Licensed under the Creative Commons attribution-noncommercial license, http://creativecommons.org/licenses/by-nc/3.0/. Please share and remix noncommercially, mentioning its origin.
Produced with R version 3.2.1 and pomp version 0.71.1.
POMP model schematic, showing dependence among model variables. State variables, \(X\), at time \(t\) depend only on state variables at the previous timestep. Measurements, \(Y\), at time \(t\) depend only on the state at that time. Formally, \({\mathbb{P}\left[{X_t|X,Y}\right]}={\mathbb{P}\left[{X_t|X_{t-1}}\right]}\) and \({\mathbb{P}\left[{Y_t|X,Y}\right]}={\mathbb{P}\left[{Y_t|X_{t}}\right]}\) for all \(X=\{X_1,X_2,\dots,X_T\}\), \(Y=\{Y_1,Y_2,\dots,Y_T\}\), and \(t=1,\dots,T\).
Write \(X_n=X(t_n)\) and \(X_{0:N}=(X_0,\dots,X_N)\).

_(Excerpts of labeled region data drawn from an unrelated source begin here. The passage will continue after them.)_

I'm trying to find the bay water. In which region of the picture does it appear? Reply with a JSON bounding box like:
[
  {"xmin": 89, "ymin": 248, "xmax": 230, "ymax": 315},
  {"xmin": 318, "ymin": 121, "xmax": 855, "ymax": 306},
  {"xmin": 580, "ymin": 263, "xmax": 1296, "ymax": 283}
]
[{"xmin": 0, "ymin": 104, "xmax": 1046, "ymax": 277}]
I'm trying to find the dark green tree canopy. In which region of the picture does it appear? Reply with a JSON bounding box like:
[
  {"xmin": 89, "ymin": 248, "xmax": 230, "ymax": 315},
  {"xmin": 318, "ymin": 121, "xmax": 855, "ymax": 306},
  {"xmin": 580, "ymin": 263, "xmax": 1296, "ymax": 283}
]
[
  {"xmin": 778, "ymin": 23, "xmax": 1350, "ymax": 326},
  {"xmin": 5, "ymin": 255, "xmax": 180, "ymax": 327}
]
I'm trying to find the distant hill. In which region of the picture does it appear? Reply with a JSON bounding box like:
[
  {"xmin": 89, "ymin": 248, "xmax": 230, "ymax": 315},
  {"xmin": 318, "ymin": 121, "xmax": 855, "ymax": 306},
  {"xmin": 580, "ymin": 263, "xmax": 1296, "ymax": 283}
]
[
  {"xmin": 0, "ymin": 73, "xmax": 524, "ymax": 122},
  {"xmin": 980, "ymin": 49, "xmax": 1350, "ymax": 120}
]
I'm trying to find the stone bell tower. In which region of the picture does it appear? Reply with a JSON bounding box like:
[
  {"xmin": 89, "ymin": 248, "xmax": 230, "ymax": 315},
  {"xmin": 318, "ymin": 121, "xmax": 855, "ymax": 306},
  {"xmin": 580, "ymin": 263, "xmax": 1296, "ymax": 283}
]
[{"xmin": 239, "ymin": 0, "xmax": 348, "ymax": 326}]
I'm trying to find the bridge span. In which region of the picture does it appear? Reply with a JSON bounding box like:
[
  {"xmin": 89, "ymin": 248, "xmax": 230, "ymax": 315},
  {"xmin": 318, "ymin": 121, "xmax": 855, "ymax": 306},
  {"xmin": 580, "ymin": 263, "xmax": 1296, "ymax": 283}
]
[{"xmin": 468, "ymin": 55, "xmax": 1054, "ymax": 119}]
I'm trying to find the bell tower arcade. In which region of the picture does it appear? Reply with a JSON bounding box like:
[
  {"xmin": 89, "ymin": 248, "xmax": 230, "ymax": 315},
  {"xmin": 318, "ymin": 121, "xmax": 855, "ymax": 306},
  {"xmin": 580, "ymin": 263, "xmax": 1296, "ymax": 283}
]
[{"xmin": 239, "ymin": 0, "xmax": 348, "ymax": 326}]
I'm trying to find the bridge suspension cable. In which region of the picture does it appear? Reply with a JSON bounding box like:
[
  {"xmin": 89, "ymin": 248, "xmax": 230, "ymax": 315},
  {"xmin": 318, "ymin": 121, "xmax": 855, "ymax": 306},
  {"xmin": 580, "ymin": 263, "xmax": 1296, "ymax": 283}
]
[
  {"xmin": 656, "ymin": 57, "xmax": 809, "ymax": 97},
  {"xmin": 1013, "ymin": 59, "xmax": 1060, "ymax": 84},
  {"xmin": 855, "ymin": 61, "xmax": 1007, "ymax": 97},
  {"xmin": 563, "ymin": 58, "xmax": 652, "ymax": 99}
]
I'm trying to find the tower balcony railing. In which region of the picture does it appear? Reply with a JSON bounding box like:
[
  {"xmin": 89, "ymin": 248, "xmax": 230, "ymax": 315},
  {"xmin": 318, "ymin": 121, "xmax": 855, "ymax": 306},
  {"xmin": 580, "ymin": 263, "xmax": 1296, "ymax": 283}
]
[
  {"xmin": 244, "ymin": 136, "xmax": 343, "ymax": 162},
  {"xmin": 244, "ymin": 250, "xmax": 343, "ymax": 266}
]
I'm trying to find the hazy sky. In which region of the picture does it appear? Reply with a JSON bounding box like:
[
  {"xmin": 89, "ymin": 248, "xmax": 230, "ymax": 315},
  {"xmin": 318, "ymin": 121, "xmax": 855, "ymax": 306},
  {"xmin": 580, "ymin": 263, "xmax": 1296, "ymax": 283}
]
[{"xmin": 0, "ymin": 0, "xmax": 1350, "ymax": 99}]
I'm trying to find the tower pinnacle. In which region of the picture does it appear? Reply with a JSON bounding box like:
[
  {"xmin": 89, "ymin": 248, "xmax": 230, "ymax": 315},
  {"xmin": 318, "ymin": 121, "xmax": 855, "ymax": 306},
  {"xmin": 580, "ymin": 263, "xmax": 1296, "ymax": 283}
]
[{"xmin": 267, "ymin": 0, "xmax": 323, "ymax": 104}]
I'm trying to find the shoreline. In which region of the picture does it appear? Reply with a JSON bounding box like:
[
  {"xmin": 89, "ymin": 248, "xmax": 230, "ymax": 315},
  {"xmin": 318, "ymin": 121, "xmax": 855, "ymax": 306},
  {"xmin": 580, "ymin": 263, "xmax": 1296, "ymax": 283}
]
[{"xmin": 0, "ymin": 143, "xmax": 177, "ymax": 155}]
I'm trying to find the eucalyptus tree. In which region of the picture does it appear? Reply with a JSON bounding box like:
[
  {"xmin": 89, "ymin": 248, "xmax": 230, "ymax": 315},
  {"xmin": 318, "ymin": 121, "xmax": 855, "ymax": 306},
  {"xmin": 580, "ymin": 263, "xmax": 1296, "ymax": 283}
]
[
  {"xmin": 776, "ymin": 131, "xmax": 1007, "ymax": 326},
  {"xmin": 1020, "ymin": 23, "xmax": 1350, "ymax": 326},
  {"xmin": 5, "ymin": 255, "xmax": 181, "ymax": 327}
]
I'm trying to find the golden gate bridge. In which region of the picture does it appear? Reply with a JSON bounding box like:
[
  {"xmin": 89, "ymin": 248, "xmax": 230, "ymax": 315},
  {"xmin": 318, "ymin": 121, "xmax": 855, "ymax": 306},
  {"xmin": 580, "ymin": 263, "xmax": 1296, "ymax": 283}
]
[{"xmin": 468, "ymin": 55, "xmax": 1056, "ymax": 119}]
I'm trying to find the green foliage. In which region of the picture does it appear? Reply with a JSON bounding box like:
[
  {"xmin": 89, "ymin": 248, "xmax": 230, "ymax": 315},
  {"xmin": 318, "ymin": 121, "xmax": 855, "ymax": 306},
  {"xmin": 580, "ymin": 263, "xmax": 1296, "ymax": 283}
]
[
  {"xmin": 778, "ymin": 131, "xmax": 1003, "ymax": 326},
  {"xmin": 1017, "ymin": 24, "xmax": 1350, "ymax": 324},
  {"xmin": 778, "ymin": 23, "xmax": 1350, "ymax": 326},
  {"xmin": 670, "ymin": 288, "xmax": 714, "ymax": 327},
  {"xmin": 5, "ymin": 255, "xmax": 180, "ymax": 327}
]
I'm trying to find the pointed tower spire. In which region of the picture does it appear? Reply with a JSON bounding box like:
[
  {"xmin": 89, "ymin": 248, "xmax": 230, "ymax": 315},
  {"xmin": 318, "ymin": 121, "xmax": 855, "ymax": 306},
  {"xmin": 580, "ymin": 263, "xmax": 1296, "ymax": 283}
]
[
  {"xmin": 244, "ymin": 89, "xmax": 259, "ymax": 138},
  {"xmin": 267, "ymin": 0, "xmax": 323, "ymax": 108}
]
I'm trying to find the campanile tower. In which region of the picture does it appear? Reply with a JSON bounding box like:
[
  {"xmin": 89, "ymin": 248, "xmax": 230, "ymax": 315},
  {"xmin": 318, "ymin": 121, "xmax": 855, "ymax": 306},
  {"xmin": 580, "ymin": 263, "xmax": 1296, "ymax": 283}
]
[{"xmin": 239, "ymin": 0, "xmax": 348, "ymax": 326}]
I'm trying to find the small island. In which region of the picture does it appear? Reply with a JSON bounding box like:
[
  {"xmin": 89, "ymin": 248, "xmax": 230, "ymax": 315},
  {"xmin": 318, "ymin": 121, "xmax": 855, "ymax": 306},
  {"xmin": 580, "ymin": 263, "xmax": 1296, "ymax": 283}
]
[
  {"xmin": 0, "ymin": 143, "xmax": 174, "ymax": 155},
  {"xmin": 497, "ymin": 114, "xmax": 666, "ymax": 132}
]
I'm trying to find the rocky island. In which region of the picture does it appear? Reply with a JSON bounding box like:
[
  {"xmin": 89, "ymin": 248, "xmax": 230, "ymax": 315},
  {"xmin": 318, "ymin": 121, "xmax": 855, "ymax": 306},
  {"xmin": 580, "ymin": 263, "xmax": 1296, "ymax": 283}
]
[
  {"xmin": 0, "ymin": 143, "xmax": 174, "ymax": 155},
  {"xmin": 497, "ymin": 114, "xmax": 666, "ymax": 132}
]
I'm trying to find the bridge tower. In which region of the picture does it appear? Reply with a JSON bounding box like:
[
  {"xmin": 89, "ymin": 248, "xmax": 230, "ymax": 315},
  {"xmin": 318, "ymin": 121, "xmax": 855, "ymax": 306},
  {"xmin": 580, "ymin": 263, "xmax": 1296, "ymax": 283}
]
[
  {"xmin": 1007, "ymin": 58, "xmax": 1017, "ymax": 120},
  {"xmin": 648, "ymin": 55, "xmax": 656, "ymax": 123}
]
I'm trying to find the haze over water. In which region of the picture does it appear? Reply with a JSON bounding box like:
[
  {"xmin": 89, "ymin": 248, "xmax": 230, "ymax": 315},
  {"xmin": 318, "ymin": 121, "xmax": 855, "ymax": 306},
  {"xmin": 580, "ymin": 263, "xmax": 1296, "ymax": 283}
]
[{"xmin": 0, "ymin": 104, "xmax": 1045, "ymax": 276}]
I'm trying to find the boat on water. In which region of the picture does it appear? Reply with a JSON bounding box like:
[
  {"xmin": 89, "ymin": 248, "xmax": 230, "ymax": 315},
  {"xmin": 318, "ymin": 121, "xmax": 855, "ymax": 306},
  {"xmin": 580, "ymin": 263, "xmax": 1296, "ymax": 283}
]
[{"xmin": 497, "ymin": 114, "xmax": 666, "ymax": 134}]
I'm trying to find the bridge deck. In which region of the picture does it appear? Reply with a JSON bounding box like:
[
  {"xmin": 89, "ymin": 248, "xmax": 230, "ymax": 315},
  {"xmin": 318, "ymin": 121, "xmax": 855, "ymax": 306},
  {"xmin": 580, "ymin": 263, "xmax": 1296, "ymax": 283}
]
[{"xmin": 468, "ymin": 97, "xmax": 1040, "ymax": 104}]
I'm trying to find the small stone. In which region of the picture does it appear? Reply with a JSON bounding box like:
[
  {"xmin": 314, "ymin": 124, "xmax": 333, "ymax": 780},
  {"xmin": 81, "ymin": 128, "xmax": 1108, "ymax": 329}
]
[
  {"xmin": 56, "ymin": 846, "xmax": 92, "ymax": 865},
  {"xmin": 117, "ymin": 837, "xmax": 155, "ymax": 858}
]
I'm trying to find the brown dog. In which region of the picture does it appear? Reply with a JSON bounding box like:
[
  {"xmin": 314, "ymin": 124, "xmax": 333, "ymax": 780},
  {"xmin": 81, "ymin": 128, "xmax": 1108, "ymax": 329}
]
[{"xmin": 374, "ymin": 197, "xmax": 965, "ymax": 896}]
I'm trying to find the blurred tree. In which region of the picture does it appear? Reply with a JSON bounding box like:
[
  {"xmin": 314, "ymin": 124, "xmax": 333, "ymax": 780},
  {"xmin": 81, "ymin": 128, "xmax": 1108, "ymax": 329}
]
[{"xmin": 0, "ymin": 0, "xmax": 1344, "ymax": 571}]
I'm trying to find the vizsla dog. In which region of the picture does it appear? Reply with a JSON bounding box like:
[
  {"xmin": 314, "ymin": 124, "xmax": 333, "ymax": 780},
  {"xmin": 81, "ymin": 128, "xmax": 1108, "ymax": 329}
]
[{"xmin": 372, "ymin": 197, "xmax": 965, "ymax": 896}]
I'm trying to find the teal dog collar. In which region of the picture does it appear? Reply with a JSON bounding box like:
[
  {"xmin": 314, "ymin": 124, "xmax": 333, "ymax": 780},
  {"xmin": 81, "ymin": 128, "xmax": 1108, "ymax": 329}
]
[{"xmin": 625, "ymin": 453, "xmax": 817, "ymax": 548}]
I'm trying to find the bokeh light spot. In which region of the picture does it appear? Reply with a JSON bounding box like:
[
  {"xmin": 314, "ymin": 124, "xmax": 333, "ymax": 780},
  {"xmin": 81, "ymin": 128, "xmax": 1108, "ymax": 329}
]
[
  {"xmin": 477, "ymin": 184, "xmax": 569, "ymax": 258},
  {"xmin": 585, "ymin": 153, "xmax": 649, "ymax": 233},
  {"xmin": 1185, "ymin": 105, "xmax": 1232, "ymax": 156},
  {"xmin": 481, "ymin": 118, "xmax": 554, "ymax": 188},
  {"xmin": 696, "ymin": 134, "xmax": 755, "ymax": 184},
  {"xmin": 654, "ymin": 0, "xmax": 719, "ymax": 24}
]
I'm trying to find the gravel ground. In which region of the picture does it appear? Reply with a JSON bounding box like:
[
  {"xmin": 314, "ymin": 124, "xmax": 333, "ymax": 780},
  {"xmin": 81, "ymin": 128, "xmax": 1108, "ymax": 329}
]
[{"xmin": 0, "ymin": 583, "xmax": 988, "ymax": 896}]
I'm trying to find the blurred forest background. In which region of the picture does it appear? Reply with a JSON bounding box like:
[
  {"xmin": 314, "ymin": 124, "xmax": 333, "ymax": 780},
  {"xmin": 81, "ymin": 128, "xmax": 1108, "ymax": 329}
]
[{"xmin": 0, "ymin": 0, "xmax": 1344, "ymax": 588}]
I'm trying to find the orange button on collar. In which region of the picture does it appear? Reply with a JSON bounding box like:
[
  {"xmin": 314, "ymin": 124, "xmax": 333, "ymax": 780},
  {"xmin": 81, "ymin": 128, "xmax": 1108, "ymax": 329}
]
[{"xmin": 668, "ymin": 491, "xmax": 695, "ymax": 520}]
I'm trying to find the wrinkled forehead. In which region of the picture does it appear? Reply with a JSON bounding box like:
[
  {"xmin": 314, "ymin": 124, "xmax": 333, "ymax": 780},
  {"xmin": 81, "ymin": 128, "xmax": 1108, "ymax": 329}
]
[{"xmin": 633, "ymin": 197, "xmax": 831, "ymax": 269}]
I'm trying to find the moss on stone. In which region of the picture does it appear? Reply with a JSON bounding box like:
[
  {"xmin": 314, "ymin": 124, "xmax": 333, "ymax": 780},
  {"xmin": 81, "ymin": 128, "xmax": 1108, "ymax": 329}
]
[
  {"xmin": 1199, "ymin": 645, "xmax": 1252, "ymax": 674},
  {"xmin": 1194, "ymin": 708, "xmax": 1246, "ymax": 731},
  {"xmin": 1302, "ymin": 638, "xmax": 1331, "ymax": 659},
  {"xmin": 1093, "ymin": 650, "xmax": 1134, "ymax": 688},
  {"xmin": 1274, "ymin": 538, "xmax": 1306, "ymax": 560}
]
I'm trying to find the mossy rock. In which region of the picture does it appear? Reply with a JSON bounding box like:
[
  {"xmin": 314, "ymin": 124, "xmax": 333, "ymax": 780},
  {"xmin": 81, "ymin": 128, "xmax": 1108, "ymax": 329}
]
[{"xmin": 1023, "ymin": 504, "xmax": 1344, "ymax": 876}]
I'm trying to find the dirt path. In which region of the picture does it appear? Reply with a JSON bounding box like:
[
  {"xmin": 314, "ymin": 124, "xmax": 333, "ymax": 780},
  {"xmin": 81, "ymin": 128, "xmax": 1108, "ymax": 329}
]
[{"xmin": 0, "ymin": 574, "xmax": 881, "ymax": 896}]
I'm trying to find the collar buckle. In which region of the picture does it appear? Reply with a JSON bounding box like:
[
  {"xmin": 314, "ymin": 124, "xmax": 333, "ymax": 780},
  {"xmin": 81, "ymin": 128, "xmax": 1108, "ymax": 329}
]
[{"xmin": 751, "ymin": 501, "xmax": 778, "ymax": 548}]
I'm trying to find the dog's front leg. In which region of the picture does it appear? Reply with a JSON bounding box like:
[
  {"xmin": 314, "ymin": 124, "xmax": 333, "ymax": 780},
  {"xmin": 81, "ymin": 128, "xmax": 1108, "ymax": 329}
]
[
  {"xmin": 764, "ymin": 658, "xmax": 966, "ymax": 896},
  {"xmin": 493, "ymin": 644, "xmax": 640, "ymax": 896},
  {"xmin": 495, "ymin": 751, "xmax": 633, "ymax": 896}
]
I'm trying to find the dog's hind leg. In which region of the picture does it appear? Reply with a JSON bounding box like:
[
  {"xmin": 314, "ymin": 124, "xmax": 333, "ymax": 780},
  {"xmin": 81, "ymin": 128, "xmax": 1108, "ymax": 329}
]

Let \(Y_n\) be a random variable modeling the observation at time \(t_n\).
The one-step transition density, \(f_{X_n|X_{n-1}}(x_n|x_{n-1};\theta)\), together with the measurement density, \(f_{Y_n|X_n}(y_n|x_n;\theta)\) and the initial density, \(f_{X_0}(x_0;\theta)\), specify the entire joint density via \[f_{X_{0:N},Y_{1:N}}(x_{0:N},y_{1:N};\theta) = f_{X_0}(x_0;\theta)\,\prod_{n=1}^N\!f_{X_n | X_{n-1}}(x_n|x_{n-1};\theta)\,f_{Y_n|X_n}(y_n|x_n;\theta).\]
The marginal density for sequence of measurements, \(Y_{1:N}\), evaluated at the data, \(y_{1:N}^*\), is \[{\mathscr{L}}(\theta) = f_{Y_{1:N}}(y^*_{1:N};\theta)=\int\!f_{X_{0:N},Y_{1:N}}(x_{0:N},y^*_{1:N};\theta)\, dx_{0:N}.\]
Lets’ begin with a special case. Suppose that the unobserved state process is deterministic. That is, \(X_{n}=x_n(\theta)\) is a known function of \(\theta\) for each \(n\). What is the likelihood?
Since the probability of the observation, \(Y_n\), depends only on \(X_n\) and \(\theta\), and since, in particular \(Y_{m}\) and \(Y_{n}\) are independent given \(X_{m}\) and \(X_{n}\), we have \[{\mathscr{L}}(\theta) = \prod_{n} f_{Y_n|X_n}(y_n^*;x_n(\theta),\theta)\] or \[\log{\mathscr{L}}(\theta) = \sum_{n} \log f_{Y_n|X_n}(y_n^*;x_n(\theta),\theta).\]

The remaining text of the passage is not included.